An image is a sustained picture in words. Either it is sustained over the duration of a paragraph, a page or even the book as a whole. A certain character or an event might be at the centre of the image.

In Charles Dickens's Great Expectations, one is presented with a prison image. The book opens with the hero Pip being confronted by an escaped convict.

During the rest of the novel, however, Pip finds himself in a prison of his own, unable to escape. The novel is dark and full of shadows, like a prison.

Lord of the Flies, on the other hand, is full of religious images. Indeed, its very name conjures up such an image, and the author begs the reader to reflect on why he has given this book such a name.

"Lord of the Flies" is the English translation of the Hebrew word "Beelzebub", one of the several manifestations of Satan.

It was the "Lord of the Flies" who had taken possession of the boys' hearts and minds. It was he whose presence caused conflict and death within the community of boys.

Several times in the novel, the author refers to what is known as a "Christ image", i.e. someone acts in much the same way as the biblical Jesus Christ.

To make the "Christ image" work, however, the reader has to be aware of specific incidents in the life of Jesus Christ which has parallels the life of boys on the island.

One such story is the meeting of Jesus with the Evil One in the wilderness. Satan tempted Jesus with offerings of power and wealth.

At face value, the temptation would seem irrelevant but Jesus rejected it with contempt because, although he would indeed eventually possess eternal power as the Son of God, this was nevertheless secondary to his primary agenda: the salvation of mankind.

In this novel, it is Simon who recognised the Evil One going under the title "Lord of the Flies".

Like Jesus, Simon went out into the wilderness and confronted the Evil One who had taken up symbolic residence at the fly-infested pig's head placed there as an offering.

But before Simon could reveal this truth, he was executed during a ritual dance. Beelzebub then continued to work his evil on the boys.

But there are also other images used in this book. Sexual images. Magical, mystical funeral images. Be sure to watch out for them because they play an important place in this story.

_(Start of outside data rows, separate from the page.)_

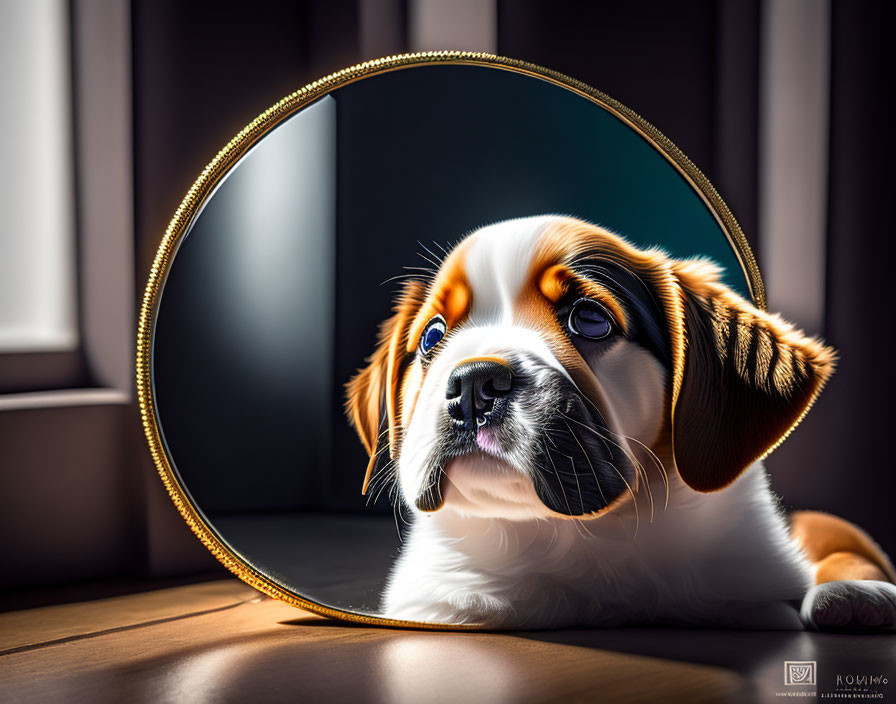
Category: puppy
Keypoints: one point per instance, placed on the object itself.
(576, 426)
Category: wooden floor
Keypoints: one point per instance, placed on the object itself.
(222, 642)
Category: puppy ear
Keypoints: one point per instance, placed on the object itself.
(743, 379)
(373, 394)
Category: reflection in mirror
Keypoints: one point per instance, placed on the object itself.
(274, 296)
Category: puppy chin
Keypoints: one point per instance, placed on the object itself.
(483, 486)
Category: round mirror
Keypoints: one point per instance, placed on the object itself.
(292, 248)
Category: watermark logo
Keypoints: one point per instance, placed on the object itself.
(799, 672)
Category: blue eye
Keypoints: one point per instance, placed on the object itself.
(588, 319)
(432, 334)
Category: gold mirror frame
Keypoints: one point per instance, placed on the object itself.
(239, 146)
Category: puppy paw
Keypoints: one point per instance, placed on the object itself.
(854, 605)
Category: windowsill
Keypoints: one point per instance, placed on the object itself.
(64, 398)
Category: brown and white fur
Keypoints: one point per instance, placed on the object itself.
(600, 481)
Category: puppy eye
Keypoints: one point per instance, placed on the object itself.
(589, 320)
(433, 332)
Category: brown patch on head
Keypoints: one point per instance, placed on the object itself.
(450, 295)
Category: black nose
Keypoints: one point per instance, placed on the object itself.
(473, 389)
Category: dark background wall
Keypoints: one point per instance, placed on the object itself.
(200, 72)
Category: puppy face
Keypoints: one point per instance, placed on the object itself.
(548, 360)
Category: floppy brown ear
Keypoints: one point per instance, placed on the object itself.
(743, 380)
(373, 394)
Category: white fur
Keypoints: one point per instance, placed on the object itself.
(723, 559)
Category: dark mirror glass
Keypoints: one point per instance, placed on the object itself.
(274, 295)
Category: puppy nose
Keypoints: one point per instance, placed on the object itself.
(473, 388)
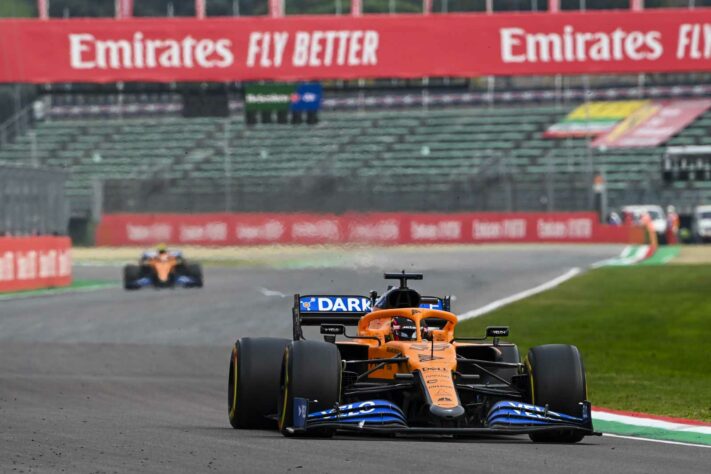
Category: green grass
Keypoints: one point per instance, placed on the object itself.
(644, 332)
(77, 285)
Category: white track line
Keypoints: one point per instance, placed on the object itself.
(475, 313)
(663, 441)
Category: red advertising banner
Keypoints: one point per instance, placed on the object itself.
(28, 263)
(653, 124)
(200, 9)
(371, 228)
(43, 9)
(124, 9)
(346, 47)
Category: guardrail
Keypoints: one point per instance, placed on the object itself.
(29, 263)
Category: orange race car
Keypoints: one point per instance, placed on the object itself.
(162, 268)
(404, 372)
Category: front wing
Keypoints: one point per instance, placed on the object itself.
(182, 281)
(505, 418)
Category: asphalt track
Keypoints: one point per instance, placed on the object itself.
(112, 381)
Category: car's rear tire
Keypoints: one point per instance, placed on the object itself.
(311, 370)
(253, 382)
(194, 270)
(557, 378)
(131, 273)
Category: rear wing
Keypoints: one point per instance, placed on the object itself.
(314, 310)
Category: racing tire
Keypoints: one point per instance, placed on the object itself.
(131, 273)
(194, 270)
(557, 377)
(253, 382)
(311, 370)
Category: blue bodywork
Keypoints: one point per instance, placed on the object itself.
(505, 417)
(183, 281)
(346, 304)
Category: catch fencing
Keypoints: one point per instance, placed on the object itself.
(32, 201)
(356, 228)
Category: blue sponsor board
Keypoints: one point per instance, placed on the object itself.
(346, 304)
(437, 305)
(306, 98)
(334, 304)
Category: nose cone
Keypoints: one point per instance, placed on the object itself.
(447, 413)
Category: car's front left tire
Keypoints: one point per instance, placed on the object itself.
(310, 370)
(253, 382)
(131, 274)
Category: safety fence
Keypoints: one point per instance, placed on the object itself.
(357, 228)
(29, 263)
(32, 201)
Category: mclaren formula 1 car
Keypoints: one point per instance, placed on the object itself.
(162, 268)
(403, 371)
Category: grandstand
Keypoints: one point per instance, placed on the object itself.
(445, 136)
(444, 158)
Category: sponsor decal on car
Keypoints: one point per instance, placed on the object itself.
(335, 304)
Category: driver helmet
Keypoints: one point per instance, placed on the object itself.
(404, 329)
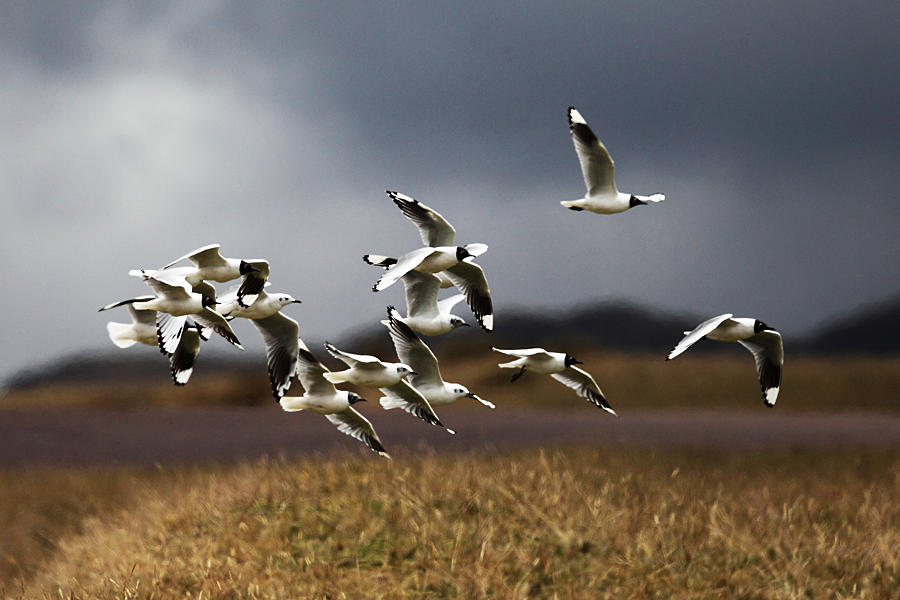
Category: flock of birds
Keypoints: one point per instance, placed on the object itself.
(184, 310)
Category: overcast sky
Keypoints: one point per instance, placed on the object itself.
(134, 133)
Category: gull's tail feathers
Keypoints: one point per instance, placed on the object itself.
(119, 334)
(335, 377)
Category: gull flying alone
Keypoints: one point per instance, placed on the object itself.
(598, 170)
(280, 333)
(210, 265)
(424, 312)
(143, 330)
(437, 233)
(427, 379)
(761, 340)
(336, 405)
(369, 371)
(561, 367)
(174, 297)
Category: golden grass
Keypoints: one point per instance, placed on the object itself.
(572, 523)
(723, 381)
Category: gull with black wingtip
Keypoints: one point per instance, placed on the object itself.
(174, 301)
(336, 405)
(210, 265)
(436, 232)
(561, 367)
(280, 333)
(142, 330)
(763, 341)
(598, 170)
(369, 371)
(427, 379)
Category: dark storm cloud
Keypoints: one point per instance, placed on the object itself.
(273, 129)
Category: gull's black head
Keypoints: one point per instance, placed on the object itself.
(571, 360)
(759, 326)
(457, 322)
(246, 267)
(462, 253)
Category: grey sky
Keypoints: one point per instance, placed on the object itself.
(133, 133)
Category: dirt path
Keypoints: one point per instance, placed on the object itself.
(195, 435)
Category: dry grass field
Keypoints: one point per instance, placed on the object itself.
(564, 523)
(544, 523)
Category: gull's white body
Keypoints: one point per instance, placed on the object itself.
(210, 265)
(761, 340)
(467, 276)
(141, 330)
(388, 378)
(174, 297)
(424, 312)
(280, 333)
(561, 367)
(322, 397)
(535, 359)
(598, 170)
(427, 380)
(427, 259)
(366, 370)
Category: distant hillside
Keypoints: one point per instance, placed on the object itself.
(612, 326)
(874, 330)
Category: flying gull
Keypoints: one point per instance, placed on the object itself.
(599, 174)
(174, 296)
(322, 397)
(427, 378)
(280, 333)
(561, 367)
(760, 339)
(369, 371)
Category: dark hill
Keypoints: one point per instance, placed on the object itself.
(874, 330)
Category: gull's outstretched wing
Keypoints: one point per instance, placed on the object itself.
(282, 337)
(411, 350)
(434, 229)
(597, 165)
(404, 265)
(357, 426)
(584, 385)
(310, 373)
(207, 256)
(421, 294)
(358, 361)
(470, 279)
(768, 350)
(409, 399)
(213, 320)
(697, 334)
(181, 363)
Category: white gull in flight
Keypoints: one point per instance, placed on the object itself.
(336, 405)
(760, 339)
(561, 367)
(598, 170)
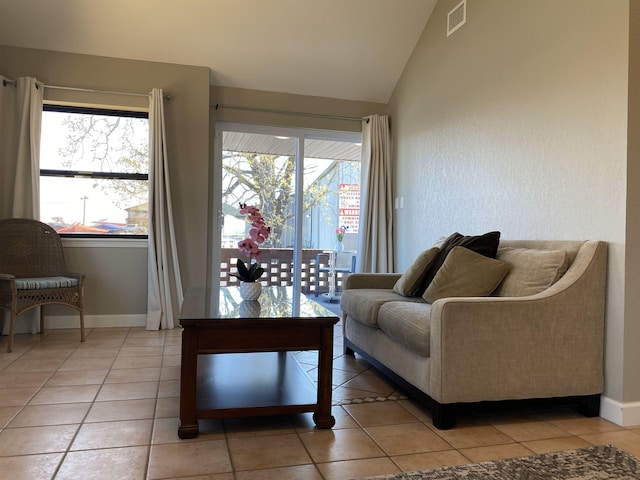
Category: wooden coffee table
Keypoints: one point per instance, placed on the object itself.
(237, 356)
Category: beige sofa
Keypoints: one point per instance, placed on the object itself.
(462, 350)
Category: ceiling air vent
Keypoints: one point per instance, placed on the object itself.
(457, 17)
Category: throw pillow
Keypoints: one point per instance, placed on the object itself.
(410, 282)
(466, 273)
(530, 270)
(486, 245)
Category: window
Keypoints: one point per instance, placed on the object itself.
(94, 171)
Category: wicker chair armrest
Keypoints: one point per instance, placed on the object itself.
(79, 276)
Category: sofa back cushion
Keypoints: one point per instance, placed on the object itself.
(530, 270)
(486, 245)
(466, 273)
(410, 283)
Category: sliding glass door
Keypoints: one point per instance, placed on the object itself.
(306, 185)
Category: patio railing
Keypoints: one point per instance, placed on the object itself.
(278, 265)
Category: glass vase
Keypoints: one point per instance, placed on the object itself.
(250, 290)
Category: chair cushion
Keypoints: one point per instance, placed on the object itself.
(408, 323)
(466, 274)
(45, 283)
(410, 282)
(530, 270)
(363, 304)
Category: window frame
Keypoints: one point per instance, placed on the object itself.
(113, 112)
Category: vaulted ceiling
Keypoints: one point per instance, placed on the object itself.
(349, 49)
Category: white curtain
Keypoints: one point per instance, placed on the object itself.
(20, 125)
(165, 295)
(375, 252)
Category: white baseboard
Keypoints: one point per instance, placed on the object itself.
(623, 414)
(95, 321)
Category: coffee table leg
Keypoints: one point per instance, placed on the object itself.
(322, 417)
(188, 382)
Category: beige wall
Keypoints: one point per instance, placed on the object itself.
(291, 103)
(518, 122)
(116, 276)
(631, 371)
(187, 114)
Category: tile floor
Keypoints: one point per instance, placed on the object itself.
(108, 409)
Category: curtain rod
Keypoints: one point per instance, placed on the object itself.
(6, 82)
(218, 106)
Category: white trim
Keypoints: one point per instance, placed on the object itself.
(55, 322)
(623, 414)
(105, 242)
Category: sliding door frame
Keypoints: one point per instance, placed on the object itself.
(300, 135)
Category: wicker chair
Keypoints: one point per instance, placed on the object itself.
(33, 272)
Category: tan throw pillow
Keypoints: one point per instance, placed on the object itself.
(410, 282)
(530, 270)
(465, 273)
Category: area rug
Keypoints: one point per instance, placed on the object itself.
(592, 463)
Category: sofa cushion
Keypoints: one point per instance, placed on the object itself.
(411, 281)
(362, 304)
(408, 323)
(530, 270)
(486, 245)
(466, 274)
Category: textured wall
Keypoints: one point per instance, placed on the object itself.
(518, 122)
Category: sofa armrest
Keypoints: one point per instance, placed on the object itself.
(548, 344)
(372, 280)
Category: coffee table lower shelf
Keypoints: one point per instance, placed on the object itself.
(252, 384)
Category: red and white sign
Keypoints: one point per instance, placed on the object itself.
(349, 206)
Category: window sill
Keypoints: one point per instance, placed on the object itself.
(105, 242)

Have you looked at the questions
in the right column?
TEST YOURSELF!
Read the left column and then answer
the following questions:



Along the shoreward edge of the shallows the advancing clearness was full of strange, moonbeam-bodied creatures with fiery eyes. Here and there a larger pebble clung to its own air and was covered with a coat of pearls. The tide swelled in over the rain-pitted sand and smoothed everything with a layer of silver. Now it touched the first of the stains that seeped from the broken body and the creatures made a moving patch of light as they gathered at the edge. The water rose further and dressed Simon' s coarse hair with brightness. The line of his cheek silvered and the turn of his shoulder became sculptured marble. The strange, attendant creatures, with their fiery eyes and trailing vapours, busied themselves round his head. The body lifted a fraction of an inch from the sand and a bubble of air escaped from the mouth with a wet plop. Then it turned gently in the water.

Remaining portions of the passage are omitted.